Endocrine Abstracts

An large number of clinical entities are associated with abnormal bone mineral density. On one end of the spectrum, the sclerosing bone dysplasias are characterized by an excess of bone tissue. These conditions are, in most cases, monogenic diseases with involvement of one gene resulting in a clear mode of inheritance. Molecular genetic studies over the last decennia revealed the underlying genetic causes for many of them. The pathogenic mechanism can either be a decreased bone resorption, as in different forms of osteopetrosis, or an increased bone formation. The latter cases were for example very instrumental in illustrating the essential role of canonical Wnt signaling in the process of bone formation.

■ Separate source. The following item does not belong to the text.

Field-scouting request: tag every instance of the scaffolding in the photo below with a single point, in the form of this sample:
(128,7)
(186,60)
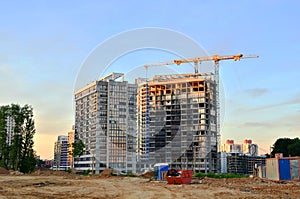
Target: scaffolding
(177,122)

On the other end of the spectrum osteoporosis is the best known example of a condition with decreased bone mass resulting in an increased risk for low trauma fractures in the elderly. The risk for osteoporosis is influenced by both environmental and genetic factors and is determined both by the peak bone mass reached at young age and by the subsequent bone loss later on in life. Especially genome wide association studies in the last years have been very useful for dissecting the genetic basis for the regulation of bone mineral density. However, despite extremely large scale studies by very extended consortia, the obtained results so far can explain only a small percentage of the assumed genetic variability and further studies are needed. But these genome wide association studies definitely contributed to our current understanding of bone homeostasis by the identification of novel genes of relevance, as was the case by the study of monogenic sclerosing bone dysplasias.

Declaration of interest: The authors declare that there is no conflict of interest that could be perceived as prejudicing the impartiality of the research project.

Funding: This research did not receive any specific grant from any funding agency in the public, commercial or not-for-profit sector.